Creating a high-performing environment within your business will positively impact your succession journey.
During your practice succession, low-performing staff can pose several issues, including:
Financial performance: Low-performing staff will ultimately generate less revenue than other staff, which will flow through to comparatively reduced profitability.
Decreased customer satisfaction: Low-performing staff can negatively affect the client experience, leading to potential client loss.
Negotiations with buyers: Low-performing staff can lower the company's overall value, making it more difficult to find a buyer and potentially reducing the sale price.
Employment: A flow-on effect with low-performing staff is whether their employment in the business, post succession, will continue.
Managing unproductive staff involves a combination of coaching, support, and performance management. Some practical steps to take include:
Setting clear expectations and goals: Communicating job responsibilities, performance standards, and expectations can help employees stay focused and motivated.
Providing regular feedback: giving regular, constructive feedback on performance can help employees identify areas for improvement.
Offering additional training and support: Employees with additional training or support can help them acquire the skills needed to do their jobs more effectively.
Encouraging open communication: creating an open and supportive work environment where employees feel comfortable sharing their concerns and ideas.
Monitoring and measuring performance: tracking employee performance and setting specific, measurable goals can help identify areas where improvement is needed and measure progress.
Taking corrective action: if an employee's performance does not improve after coaching and support, it may be necessary to implement corrective action, such as performance improvement plans or termination.
It's crucial to approach performance management fairly and consistently, focusing on helping employees improve and succeed.
Some best practice initiatives for creating a high-performance environment are:
Hire carefully: Hire individuals with the necessary skills, qualities, and work ethic to succeed in their role, including good time management skills, strong focus and motivation, good organisational skills, a positive attitude, a thirst for continuous learning and effective communication skills.

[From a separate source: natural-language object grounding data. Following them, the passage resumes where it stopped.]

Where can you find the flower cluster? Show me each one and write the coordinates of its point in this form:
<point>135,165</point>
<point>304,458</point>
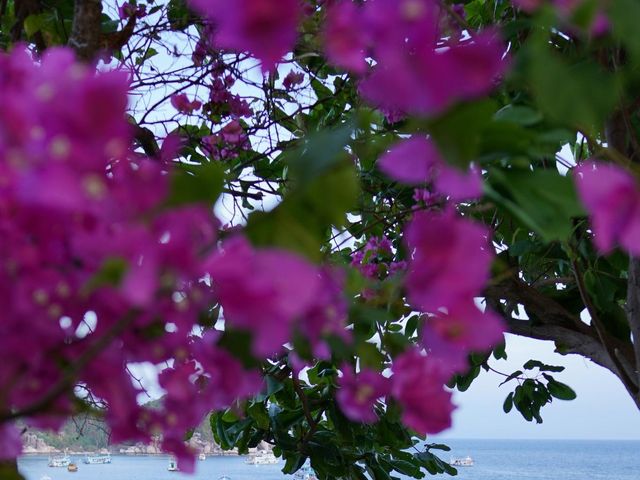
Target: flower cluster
<point>103,270</point>
<point>612,198</point>
<point>228,142</point>
<point>404,39</point>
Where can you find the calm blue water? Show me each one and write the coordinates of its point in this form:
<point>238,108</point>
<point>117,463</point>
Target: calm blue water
<point>494,460</point>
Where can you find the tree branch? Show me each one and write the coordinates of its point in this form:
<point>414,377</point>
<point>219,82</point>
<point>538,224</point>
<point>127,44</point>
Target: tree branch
<point>548,320</point>
<point>86,28</point>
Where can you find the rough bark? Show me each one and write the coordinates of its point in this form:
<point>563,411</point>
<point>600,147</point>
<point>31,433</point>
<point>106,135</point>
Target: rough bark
<point>85,32</point>
<point>548,320</point>
<point>622,137</point>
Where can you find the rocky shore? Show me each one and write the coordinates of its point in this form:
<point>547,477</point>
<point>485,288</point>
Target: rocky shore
<point>34,444</point>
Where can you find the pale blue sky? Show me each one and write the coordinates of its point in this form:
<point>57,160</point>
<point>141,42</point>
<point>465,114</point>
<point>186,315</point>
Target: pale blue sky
<point>603,410</point>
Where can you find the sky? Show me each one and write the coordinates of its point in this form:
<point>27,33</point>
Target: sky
<point>602,410</point>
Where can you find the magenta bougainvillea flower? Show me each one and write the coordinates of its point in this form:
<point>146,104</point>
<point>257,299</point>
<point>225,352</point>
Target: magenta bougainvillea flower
<point>292,79</point>
<point>266,29</point>
<point>418,385</point>
<point>450,337</point>
<point>403,38</point>
<point>612,198</point>
<point>450,260</point>
<point>181,102</point>
<point>358,393</point>
<point>262,291</point>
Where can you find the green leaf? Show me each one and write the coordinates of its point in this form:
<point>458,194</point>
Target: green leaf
<point>580,95</point>
<point>624,14</point>
<point>519,114</point>
<point>508,403</point>
<point>515,374</point>
<point>196,183</point>
<point>178,15</point>
<point>34,23</point>
<point>561,391</point>
<point>543,200</point>
<point>458,133</point>
<point>319,153</point>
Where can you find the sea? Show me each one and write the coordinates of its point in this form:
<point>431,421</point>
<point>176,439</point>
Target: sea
<point>493,460</point>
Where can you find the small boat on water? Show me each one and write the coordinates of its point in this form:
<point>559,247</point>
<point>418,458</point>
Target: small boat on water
<point>263,458</point>
<point>59,461</point>
<point>462,462</point>
<point>97,459</point>
<point>305,473</point>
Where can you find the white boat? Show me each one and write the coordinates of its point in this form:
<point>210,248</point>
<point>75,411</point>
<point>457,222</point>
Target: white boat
<point>59,461</point>
<point>305,473</point>
<point>263,458</point>
<point>461,462</point>
<point>97,459</point>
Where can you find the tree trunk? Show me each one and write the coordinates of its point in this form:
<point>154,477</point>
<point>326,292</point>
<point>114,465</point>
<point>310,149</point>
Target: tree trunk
<point>86,28</point>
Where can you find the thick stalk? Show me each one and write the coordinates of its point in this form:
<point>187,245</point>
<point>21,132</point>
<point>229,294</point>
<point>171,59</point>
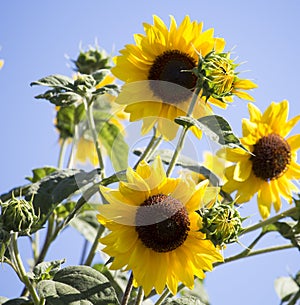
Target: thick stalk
<point>140,297</point>
<point>92,127</point>
<point>73,147</point>
<point>62,152</point>
<point>128,289</point>
<point>21,270</point>
<point>93,250</point>
<point>148,149</point>
<point>48,240</point>
<point>166,294</point>
<point>182,134</point>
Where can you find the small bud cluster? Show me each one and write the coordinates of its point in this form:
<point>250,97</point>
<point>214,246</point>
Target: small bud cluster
<point>222,223</point>
<point>216,75</point>
<point>18,215</point>
<point>91,61</point>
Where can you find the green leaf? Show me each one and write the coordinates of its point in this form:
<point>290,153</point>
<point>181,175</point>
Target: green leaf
<point>17,301</point>
<point>99,75</point>
<point>115,145</point>
<point>215,127</point>
<point>86,224</point>
<point>59,97</point>
<point>78,285</point>
<point>198,292</point>
<point>39,173</point>
<point>185,162</point>
<point>110,89</point>
<point>45,270</point>
<point>183,301</point>
<point>54,188</point>
<point>286,288</point>
<point>55,81</point>
<point>118,280</point>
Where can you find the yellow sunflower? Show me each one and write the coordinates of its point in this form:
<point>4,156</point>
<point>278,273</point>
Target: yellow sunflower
<point>154,228</point>
<point>268,171</point>
<point>158,86</point>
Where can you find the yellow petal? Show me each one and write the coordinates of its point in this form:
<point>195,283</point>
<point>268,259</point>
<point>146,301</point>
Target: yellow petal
<point>242,170</point>
<point>245,84</point>
<point>294,142</point>
<point>243,95</point>
<point>255,113</point>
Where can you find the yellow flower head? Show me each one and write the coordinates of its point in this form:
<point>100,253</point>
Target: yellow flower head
<point>154,228</point>
<point>156,71</point>
<point>268,171</point>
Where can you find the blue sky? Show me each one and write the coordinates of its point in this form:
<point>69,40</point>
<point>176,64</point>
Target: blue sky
<point>36,35</point>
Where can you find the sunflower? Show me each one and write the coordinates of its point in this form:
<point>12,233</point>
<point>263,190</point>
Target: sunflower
<point>154,228</point>
<point>156,71</point>
<point>271,166</point>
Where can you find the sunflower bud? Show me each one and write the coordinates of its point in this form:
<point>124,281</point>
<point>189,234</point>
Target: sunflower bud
<point>219,70</point>
<point>91,61</point>
<point>18,215</point>
<point>222,224</point>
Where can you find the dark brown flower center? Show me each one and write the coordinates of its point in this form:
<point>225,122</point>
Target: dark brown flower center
<point>162,223</point>
<point>272,155</point>
<point>170,67</point>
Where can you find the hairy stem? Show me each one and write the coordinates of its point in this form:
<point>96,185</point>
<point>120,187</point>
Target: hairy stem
<point>128,289</point>
<point>92,126</point>
<point>269,220</point>
<point>183,133</point>
<point>140,296</point>
<point>154,142</point>
<point>93,250</point>
<point>62,152</point>
<point>21,270</point>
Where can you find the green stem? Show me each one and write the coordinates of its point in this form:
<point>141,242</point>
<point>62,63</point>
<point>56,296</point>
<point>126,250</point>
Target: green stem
<point>182,134</point>
<point>93,250</point>
<point>167,294</point>
<point>20,267</point>
<point>128,289</point>
<point>140,296</point>
<point>177,151</point>
<point>92,126</point>
<point>74,144</point>
<point>62,152</point>
<point>35,245</point>
<point>269,220</point>
<point>257,252</point>
<point>48,240</point>
<point>147,150</point>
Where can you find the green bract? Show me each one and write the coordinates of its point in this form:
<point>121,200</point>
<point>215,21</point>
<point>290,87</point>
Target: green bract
<point>18,215</point>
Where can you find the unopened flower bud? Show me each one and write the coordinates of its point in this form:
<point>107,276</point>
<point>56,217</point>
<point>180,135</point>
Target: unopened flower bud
<point>222,223</point>
<point>91,61</point>
<point>18,215</point>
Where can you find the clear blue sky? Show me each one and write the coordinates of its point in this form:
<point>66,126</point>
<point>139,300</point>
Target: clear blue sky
<point>35,36</point>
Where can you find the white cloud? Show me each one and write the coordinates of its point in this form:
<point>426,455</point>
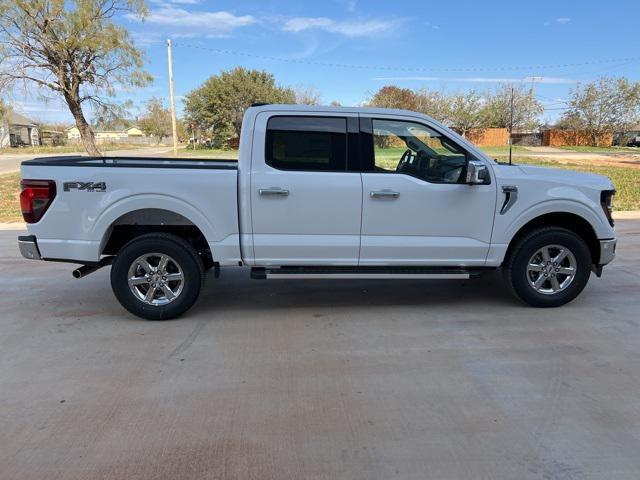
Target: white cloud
<point>349,28</point>
<point>183,22</point>
<point>547,80</point>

Training and development opportunities: Offer opportunities for professional development and continuous learning to help staff members grow and improve.
Establish clear goals and expectations: Communicate job expectations and performance standards to help staff members understand what they need to do to be successful.
Provide regular feedback: Offer constructive feedback regularly to help staff members understand their strengths and areas for improvement.
Positive work culture: Encourage collaboration, creativity, and a positive work environment to boost morale and motivation.
Recognise and reward achievement: Show appreciation for a job well done through recognition and rewards to keep staff members motivated and engaged.
Provide resources and support: Ensure staff members have the tools, equipment, and support to perform their job effectively.
Encourage work-life balance: Promote a healthy work-life balance to prevent burnout and increase job satisfaction.
By creating a supportive and productive work environment, you can help to boost morale and motivation, improve job satisfaction, drive the firm's financial performance and ultimately work towards a more prosperous and rewarding practice succession.